Cavaliere e... cavaliere
Un cortese lettore di Lamezia Terme (CZ) — che desidera conservare l’anonimato — ci ha inviato una squisitissima elettroposta con la quale ci rimprovera di avere abbandonato la trattazione dell’origine di alcune parole di uso comune e dal significato... recondito. Per farci perdonare la mancanza ci suggerisce di parlare dell’origine dei cavalieri.
Perché, per esempio, si domanda (e ci domanda) il gentile lettore, l’uomo che fa coppia con una donna in un giro di danza si chiama cavaliere. Quale relazione intercorre tra il cavalcare e il danzare? Lo accontentiamo subito.
Dobbiamo prendere, però, il discorso alla lontana e risalire all’istituzione medievale della Cavalleria in cui militavano, solitamente, i figli cadetti (non primogeniti) esclusi da tutta o gran parte dell’eredità.

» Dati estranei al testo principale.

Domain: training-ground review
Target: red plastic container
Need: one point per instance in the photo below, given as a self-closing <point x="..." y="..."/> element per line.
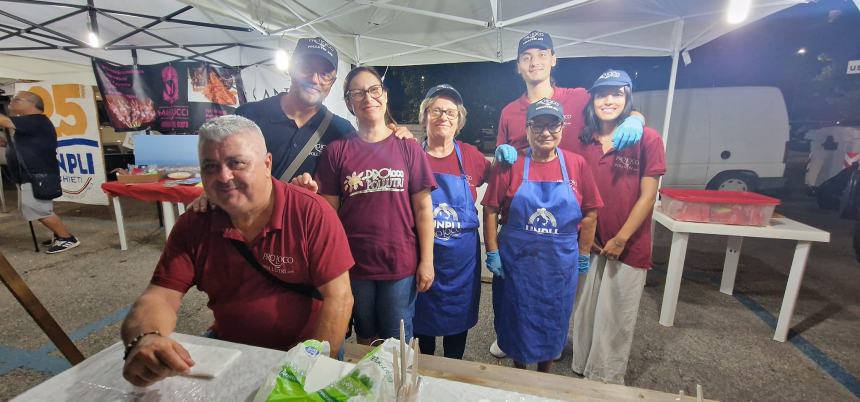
<point x="712" y="206"/>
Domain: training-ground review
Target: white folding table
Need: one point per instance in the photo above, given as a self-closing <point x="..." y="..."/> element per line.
<point x="779" y="228"/>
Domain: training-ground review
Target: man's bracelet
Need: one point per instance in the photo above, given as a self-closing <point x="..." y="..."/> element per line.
<point x="135" y="341"/>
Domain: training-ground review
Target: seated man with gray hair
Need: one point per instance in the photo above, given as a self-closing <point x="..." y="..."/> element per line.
<point x="273" y="259"/>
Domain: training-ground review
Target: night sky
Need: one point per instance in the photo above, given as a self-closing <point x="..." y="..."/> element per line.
<point x="763" y="53"/>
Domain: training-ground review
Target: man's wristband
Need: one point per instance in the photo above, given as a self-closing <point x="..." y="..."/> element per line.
<point x="129" y="346"/>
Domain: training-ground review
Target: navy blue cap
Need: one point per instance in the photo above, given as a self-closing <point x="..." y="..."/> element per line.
<point x="612" y="78"/>
<point x="316" y="47"/>
<point x="534" y="40"/>
<point x="545" y="107"/>
<point x="444" y="89"/>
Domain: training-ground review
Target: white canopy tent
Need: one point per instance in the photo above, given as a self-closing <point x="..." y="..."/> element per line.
<point x="374" y="32"/>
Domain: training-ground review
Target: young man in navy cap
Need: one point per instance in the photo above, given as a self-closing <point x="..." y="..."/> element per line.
<point x="535" y="61"/>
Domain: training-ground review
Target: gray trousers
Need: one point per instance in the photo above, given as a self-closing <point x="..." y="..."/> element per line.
<point x="604" y="319"/>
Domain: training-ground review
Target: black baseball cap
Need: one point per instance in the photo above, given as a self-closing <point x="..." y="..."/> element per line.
<point x="545" y="107"/>
<point x="444" y="89"/>
<point x="534" y="40"/>
<point x="612" y="78"/>
<point x="316" y="47"/>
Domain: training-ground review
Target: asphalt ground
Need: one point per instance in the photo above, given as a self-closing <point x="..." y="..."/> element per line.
<point x="722" y="342"/>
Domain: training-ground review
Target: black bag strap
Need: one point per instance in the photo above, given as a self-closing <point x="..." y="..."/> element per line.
<point x="305" y="290"/>
<point x="315" y="139"/>
<point x="23" y="172"/>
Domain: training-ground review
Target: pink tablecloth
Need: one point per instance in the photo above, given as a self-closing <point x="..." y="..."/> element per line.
<point x="153" y="191"/>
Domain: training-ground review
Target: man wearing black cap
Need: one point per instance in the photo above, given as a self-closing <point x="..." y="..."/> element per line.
<point x="295" y="124"/>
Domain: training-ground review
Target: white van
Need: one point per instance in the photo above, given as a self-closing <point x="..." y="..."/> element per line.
<point x="729" y="138"/>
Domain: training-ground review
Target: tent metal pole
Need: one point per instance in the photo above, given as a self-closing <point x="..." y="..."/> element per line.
<point x="147" y="26"/>
<point x="357" y="40"/>
<point x="130" y="25"/>
<point x="678" y="35"/>
<point x="238" y="14"/>
<point x="316" y="31"/>
<point x="541" y="13"/>
<point x="419" y="46"/>
<point x="433" y="14"/>
<point x="437" y="46"/>
<point x="48" y="22"/>
<point x="44" y="28"/>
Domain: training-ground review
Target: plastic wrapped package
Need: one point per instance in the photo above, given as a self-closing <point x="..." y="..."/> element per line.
<point x="306" y="368"/>
<point x="371" y="379"/>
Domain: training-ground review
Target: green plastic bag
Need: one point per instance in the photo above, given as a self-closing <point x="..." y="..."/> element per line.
<point x="372" y="379"/>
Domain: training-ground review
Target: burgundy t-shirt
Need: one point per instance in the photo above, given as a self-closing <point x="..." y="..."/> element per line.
<point x="303" y="243"/>
<point x="505" y="180"/>
<point x="477" y="167"/>
<point x="375" y="183"/>
<point x="512" y="121"/>
<point x="619" y="173"/>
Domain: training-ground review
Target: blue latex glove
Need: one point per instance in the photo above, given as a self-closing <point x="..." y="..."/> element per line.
<point x="494" y="263"/>
<point x="584" y="263"/>
<point x="627" y="133"/>
<point x="508" y="154"/>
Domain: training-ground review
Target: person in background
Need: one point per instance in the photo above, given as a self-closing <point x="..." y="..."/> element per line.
<point x="450" y="308"/>
<point x="35" y="139"/>
<point x="607" y="307"/>
<point x="535" y="61"/>
<point x="547" y="204"/>
<point x="380" y="185"/>
<point x="273" y="259"/>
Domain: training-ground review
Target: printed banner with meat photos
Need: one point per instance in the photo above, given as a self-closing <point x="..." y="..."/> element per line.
<point x="168" y="97"/>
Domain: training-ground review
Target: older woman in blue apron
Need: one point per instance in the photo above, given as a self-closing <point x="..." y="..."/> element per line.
<point x="547" y="204"/>
<point x="450" y="308"/>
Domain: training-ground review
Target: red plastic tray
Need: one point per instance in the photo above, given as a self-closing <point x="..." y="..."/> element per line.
<point x="720" y="197"/>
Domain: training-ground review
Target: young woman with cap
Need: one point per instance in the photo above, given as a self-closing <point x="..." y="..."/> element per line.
<point x="548" y="205"/>
<point x="450" y="308"/>
<point x="608" y="302"/>
<point x="535" y="61"/>
<point x="380" y="185"/>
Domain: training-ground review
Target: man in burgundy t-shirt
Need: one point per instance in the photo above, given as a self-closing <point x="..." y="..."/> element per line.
<point x="294" y="244"/>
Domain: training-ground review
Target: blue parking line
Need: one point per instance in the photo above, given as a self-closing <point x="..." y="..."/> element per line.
<point x="41" y="359"/>
<point x="833" y="369"/>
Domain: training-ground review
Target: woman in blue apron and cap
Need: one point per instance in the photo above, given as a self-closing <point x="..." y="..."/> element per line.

Il termine cavaliere aveva, in origine, due distinti significati: colui che andava a cavallo e giovane nobile — escluso dall’eredità — che militava nella Cavalleria.
Le tradizioni di questa nobile istituzione (la Cavalleria) volevano che i suoi adepti si mettessero al servizio di tutte le cause importanti, tra le quali l’ossequio e la protezione della dama, che — con solenne giuramento, all’atto dell’investitura — ogni cavaliere si impegnava di onorare e di scortare per difenderla dalla violenza e dalle eventuali offese.
Allorché la Cavalleria, come nobile istituzione, morì, rimase vivissimo nel cuore di tutti — nobili e popolani — il ricordo delle antiche gesta e degli altissimi ideali di cortesia e di civiltà per cui il termine cavaliere, come semplice appellativo, mantenne due accezioni distinte ma strettamente legate alla comune origine: a) nobile appartenente al primo gradino dell’araldica nobiliare (cavaliere, barone, conte, marchese, duca, principe); b) persona dall’animo nobile e di sentimenti generosi e rispettosi verso la donna (dama), al cui servizio si mette come gli antichi cavalieri medievali. Con tutta probabilità, quindi, quando chiamiamo cavaliere il “danzatore”, cioè l’uomo che fa coppia con una donna nel ballo, ci rifacciamo alla seconda accezione.
Al primo significato, invece, debbono essersi riallacciati i nostri legislatori quando hanno scelto il titolo di cavaliere da conferire a un cittadino — qualunque sia la sua condizione economica e sociale — come riconoscimento di merito: è la nobiltà (non di sangue) che ciascuno di noi si conquista con il lavoro, la probità, la dedizione ai grandi ideali. Il cavalierato attuale, insomma, è un titolo nobile che non si acquisisce per nascita e non si tramanda ai propri discendenti.
Tutti sappiamo, per esempio, che il nostro Paese concesse il titolo di Cavaliere di Vittorio Veneto ai superstiti della Grande Guerra in segno di riconoscenza della Nazione verso coloro che sacrificarono la giovinezza e arrischiarono la vita per la difesa e l’indipendenza della Patria.